Aloha! In addition to hula, hibiscus, sun, beach and surfing, the islands are also known for its exclusive coffee thanks to fertile volcanic soils. Kona Coffee is world famous
- In 1828, Arabic beans were imported from Brazil to Hawaii by Samuel Ruggles.
- The coffee growing area on Hawaii is Kona on the Big Island.
- Here the coffee rarity grows on the steep slopes of Mount Hualalai and the Mauna Loa volcano at a height of approx. 250 – 850 m.
- There are also other cultivation areas, such as Puna, Hamakua, Hilo and Kau, which mostly belong to families.
- Also on other islands of Hawaii coffee is cultivated: Kauai, Molokai and on Oahu
- In Hawaii, the world’s best coffee growing conditions prevail.
- Kona coffee is also referred to as the “champagne of coffee” or “the brown gold of Hawaii” and is the 5th most expensive coffee in the world.
- This can be celebrated accordingly – and every spring with the Kau Coffee Festival.
- The coffee is hand-picked and sun-dried.
- The cultivation is, however, predominantly ecologically oriented – as by the shade cultivation.
- “Extra Fancy” or “number one” means the highest quality level of Hawaiian coffees.
- The coffee has a full, almost nutty flavour, powerful body and a fine aroma with a light cinnamon note.

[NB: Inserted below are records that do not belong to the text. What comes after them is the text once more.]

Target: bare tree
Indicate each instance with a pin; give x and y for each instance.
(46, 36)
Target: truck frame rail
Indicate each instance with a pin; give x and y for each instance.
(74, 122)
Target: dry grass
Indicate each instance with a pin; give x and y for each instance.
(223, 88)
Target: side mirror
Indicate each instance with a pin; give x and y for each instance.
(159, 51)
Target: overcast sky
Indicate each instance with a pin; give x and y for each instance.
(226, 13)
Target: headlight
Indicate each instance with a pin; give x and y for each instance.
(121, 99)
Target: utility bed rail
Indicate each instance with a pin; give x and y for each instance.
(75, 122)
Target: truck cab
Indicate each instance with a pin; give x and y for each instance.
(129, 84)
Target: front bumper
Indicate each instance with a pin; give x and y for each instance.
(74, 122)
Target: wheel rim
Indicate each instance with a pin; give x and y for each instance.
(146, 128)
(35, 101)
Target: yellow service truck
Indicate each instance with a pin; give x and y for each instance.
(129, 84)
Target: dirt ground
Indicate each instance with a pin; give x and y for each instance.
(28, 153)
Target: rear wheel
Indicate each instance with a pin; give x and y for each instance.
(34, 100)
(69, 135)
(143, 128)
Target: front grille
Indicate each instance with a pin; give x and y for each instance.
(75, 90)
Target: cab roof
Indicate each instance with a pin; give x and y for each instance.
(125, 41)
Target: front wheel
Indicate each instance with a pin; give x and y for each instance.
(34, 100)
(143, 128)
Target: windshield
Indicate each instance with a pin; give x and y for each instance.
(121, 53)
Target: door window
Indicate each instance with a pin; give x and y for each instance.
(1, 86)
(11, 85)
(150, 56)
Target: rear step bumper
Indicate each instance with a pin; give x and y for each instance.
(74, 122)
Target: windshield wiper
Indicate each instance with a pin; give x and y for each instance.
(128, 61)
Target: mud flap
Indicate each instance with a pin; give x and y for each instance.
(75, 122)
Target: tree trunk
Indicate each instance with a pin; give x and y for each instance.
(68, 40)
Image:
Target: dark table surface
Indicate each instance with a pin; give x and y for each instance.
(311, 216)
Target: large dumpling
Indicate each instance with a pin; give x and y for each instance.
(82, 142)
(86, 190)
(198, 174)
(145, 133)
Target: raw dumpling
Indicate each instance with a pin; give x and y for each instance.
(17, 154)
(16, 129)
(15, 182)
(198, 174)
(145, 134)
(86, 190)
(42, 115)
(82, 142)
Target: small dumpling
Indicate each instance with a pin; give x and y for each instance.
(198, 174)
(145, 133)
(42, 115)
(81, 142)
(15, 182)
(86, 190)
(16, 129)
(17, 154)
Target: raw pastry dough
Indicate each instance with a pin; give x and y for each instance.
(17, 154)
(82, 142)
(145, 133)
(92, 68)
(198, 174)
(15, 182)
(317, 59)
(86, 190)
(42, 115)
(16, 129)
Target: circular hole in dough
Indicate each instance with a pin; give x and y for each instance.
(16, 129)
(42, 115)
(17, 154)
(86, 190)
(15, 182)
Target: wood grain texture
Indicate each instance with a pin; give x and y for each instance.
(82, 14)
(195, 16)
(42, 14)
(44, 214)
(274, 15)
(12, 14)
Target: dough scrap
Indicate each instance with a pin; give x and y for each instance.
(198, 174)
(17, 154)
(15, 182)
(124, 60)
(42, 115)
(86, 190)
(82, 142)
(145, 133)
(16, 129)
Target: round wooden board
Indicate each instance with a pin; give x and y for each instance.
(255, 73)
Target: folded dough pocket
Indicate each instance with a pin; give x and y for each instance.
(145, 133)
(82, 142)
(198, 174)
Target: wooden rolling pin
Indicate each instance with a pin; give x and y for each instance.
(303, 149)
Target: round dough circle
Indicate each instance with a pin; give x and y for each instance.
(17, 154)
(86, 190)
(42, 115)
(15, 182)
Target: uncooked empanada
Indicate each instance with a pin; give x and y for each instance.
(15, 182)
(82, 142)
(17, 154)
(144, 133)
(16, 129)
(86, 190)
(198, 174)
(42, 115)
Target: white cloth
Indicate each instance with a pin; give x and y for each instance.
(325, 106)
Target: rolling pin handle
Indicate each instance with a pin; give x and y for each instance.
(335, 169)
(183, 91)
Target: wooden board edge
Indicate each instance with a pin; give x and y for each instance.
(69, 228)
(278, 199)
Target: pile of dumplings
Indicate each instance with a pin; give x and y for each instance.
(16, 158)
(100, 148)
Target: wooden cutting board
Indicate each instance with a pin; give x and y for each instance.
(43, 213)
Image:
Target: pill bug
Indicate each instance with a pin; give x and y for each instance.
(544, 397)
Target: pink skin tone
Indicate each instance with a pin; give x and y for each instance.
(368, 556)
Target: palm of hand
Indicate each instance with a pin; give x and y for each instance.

- It contains lots of caffeine.
- Caution when buying: Kona coffee is often sold as a 10% blend. No idea how you hold that, but I do not dilute my champagne with sparkling wine 😉
Hawaiian Coffee Preparation
- With the French Press or the Drip method.
- Ground coffee freshly before preparation – not too fine.
- 1 tbsp (8.5 g) ground coffee per cup (120 ml). The water should be 90 ° C.
- For those who do not want it black, add washed raw sugar from Hawaii and fresh cream.
- 90 ml Kona Coffee, 90-120 ml Kona Coffee Liqueur, Caramel Syrup, Raw Sugar and combinations of either 90-120 ml Grand Marnier or Absolut Vodka.
- Mix with a sugar cane and serve cold.